Dans le film sur le génocide rwandais, après le génocide verbal, l’on est passé à l’avènement des machettes. Les jeunes, les enfants et les adultes se promenaient avec des machettes dans les rues et des quartiers. Aujourd’hui en Côte d’Ivoire, nous sommes à la phase des machettes. A Bonoua, Daoukro, Dabou, Anono nous avons vu des jeunes avec des machettes cherchant à tuer, à détruire au nom de la politique et de la religion. Nous ne sommes donc pas loin des tueries au nom d’une ethnie, d’une idéologie, d’une religion ou d’un homme politique.

Que retenir ?

Grâce à la machette, la Côte d’Ivoire est devenue un grand pays producteur du café, du coton, de l’hévéa et du cacao.

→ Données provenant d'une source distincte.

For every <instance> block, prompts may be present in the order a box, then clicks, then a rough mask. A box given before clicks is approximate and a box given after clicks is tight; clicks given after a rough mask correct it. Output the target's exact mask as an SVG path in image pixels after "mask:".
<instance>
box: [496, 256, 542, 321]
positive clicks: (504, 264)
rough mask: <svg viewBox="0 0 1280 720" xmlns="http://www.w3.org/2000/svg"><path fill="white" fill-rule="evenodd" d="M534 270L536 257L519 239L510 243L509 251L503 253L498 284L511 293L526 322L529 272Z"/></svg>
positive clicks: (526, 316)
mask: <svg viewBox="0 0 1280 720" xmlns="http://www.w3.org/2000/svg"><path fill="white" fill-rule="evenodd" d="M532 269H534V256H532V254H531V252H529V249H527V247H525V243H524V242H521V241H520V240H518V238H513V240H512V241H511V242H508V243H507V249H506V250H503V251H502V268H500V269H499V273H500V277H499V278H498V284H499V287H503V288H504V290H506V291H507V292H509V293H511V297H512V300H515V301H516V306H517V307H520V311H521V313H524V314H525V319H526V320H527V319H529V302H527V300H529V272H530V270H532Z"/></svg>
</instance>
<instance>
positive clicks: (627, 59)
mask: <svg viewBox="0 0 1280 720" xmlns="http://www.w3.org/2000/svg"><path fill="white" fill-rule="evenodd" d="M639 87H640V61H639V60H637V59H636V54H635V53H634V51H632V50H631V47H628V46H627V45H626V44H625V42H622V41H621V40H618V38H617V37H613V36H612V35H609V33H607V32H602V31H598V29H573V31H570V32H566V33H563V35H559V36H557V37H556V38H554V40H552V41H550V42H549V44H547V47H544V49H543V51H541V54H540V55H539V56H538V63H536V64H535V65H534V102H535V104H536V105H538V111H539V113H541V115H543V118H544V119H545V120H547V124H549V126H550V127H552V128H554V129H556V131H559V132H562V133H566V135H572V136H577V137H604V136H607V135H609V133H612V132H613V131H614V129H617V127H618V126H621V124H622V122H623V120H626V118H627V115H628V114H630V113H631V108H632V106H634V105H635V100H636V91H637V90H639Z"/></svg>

Les machettes n’ont jamais été utilisées pour être au pouvoir au niveau politique ou pour se maintenir au pouvoir. Aujourd’hui la Côte d’Ivoire est devenue la République des machettes. Des jeunes, des enfants se promènent de quartiers en quartiers avec des machettes sans être inquiétés. L’on ne sait pas d’où viennent les machettes, qui les utilisent. Ces jeunes et ces enfants se sentent à l’aise et dans un terrain conquis. J’appelle les gouvernants, le ministère de la sécurité et de l’intérieur à prendre leur responsabilité. Si chaque Ivoirien utilisait sa machette pour se défendre, qui pourra s’en sortir ? Si chaque Ivoirien utilisait la machette pour imposer ou soutenir un candidat qui pourra vivre dans ce pays ?

Il y a des Ivoiriens qui, par éducation, par amour pour leur pays et pour le prochain et au nom de leur foi, n’utiliseront jamais les machettes pour tuer. Ils seront dans les champs avec les machettes pour vous permettre de remplir des poches pour ensuite les narguer. Chers gouvernants et hommes politiques, les Ivoiriens sont fatigués de ces réunions hypocrites après des tueries. Où sont nos forces de l’ordre quand ces jeunes et ces enfants poursuivent la population avec les machettes ? Où sont nos agents de sécurité quand ils se pavanent avec des machettes dans les quartiers ?

Il n’y aura pas toujours un camp qui tuera et un autre à qui on imposera le pardon par des menaces. J’invite le président de la République, le gouvernement, les Forces de défense et tous les leaders politiques à revoir leur langage si nous voulons la paix dans ce pays. Une campagne électorale ne doit pas être un lieu d’injures et de menaces.

Transformons la politique à un jeu de dames pour que la Côte d’Ivoire soit ce pays dans lequel la vipère et l’enfant se promènent sans violence. J’invite les parents de ces jeunes qui s’adonnent à cette mission de machette à prendre leur responsabilité. Quant aux Forces de défense et de sécurité, je vous invite à protéger la population dans la vérité et dans l’amour de votre travail parce que les politiciens affamés passeront mais la population et le pays resteront.

Que chaque Ivoirien regarde Dieu, écoute son cœur, se souvienne de ce qu’il a toujours vécu avec son frère et sa sœur dans le quartier. N’écoutez pas les César et les Jézabel.